Et je suis arrivé à Santiago, par la voie de service qui longe l’autoroute. Cette voie est une petite route utilisée pour la desserte locale et les bus, qui commence 30km au Sud de Santiago, traverse la ville, et se poursuit 30km plus au Nord. C’est impeccable. Un cycliste m’y a conduit.

Ici les cyclistes roulent souvent sur ces voies de service, ou sur les bandes d’arrêt d’urgence des autoroutes. C’est moins dangereux que de traverser les villes, où les bus et les voitures roulent sans se préoccuper des cyclistes, et cela permet d’éviter les bidonvilles. Faites comme eux, pour entrer et sortir des villes, ou pour les contourner.

Le centre de Santiago a été sauvé de justesse grâce au tourisme, et de nombreux édifices et bâtiments du début du 20me siècle sont maintenant protégés et réhabilités.

Après Santiago commence le véritable paysage semi-aride, avec ses collines pierreuses couvertes de petits acacias et de grands cactus.

Valparaiso est magnifique, entièrement construite sur des collines, en un dédale de petites rues et de maisons basses de toutes les couleurs, face à la mer. On croirait voir un tableau pointilliste, formé de tâches de couleurs. La plus grande partie de la ville date du début du 20me siècle.

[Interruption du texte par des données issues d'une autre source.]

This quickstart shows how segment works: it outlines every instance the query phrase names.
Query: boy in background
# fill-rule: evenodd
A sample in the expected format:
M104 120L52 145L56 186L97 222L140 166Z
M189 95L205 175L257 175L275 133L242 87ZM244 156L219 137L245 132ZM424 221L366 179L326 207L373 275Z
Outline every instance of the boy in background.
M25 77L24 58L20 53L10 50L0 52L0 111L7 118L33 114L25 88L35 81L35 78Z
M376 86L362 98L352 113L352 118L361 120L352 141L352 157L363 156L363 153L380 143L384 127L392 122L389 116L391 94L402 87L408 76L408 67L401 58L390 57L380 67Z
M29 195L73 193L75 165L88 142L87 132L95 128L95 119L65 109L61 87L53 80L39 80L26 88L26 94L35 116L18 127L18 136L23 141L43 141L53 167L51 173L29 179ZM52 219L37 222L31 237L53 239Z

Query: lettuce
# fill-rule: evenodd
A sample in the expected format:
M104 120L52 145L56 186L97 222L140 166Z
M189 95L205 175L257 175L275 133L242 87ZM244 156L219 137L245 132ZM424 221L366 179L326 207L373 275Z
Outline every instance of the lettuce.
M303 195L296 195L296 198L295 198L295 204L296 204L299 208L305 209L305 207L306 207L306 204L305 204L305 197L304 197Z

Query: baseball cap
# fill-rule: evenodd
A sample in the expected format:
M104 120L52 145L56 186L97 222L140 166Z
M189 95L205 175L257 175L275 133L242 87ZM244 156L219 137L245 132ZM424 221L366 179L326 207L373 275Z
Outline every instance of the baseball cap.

Et puis j’ai parcouru la côte à nouveau, avec ses baies de sable, ses récifs, et ses versants boisés, pour atteindre la piste qui mène par l’intérieur à la Serena. Là ils n’avaient jamais vu un touriste en vélo. Le paysage est digne d’un film de western. Les acacias se font plus rares, et les cactus plus nombreux. Puis eux-mêmes s’éclaicissent, et il ne reste que des touffes d’herbes sèches. Et incroyable, quelques fermes et villages survivent, par miracle, tous les 30km. Le chemin utilise l’ancienne voie de chemin de fer à une voie. La traversée des 5 tunnels est impressionante, ainsi que les 8 cols à 1500-2000m d’altitude. Et partout, du sable, des cactus, des pierres et des touffes d’herbes. Les rivières sont à sec. Chaque tunnel, chaque col est une victoire personnelle. Le paysage est fou, incompréhensible. Ce fut la partie la plus merveilleuse de mon voyage.

La Serena est parfaite pour se reposer. Dans cette petite ville de style art nouveau, les voitures roulent doucement, et s’arrêtent pour laisser passer les piétons et cyclistes. Ce fut la seule fois en 6 mois! A 8km le port de Coquimbo, de même style, vaut le détour, avec sa promenade en bateau pour voir les lions de mer et les oiseaux, ses restaurants de poissons, son quartier ancien, ses collines.

Ensuite je me suis lancé à l’assault du col routier le plus haut de l’Amérique du Sud, celui d’Agua Negra, 4760m d’altitude, 150km de pistes, ce sera l’objet de l’article suivant.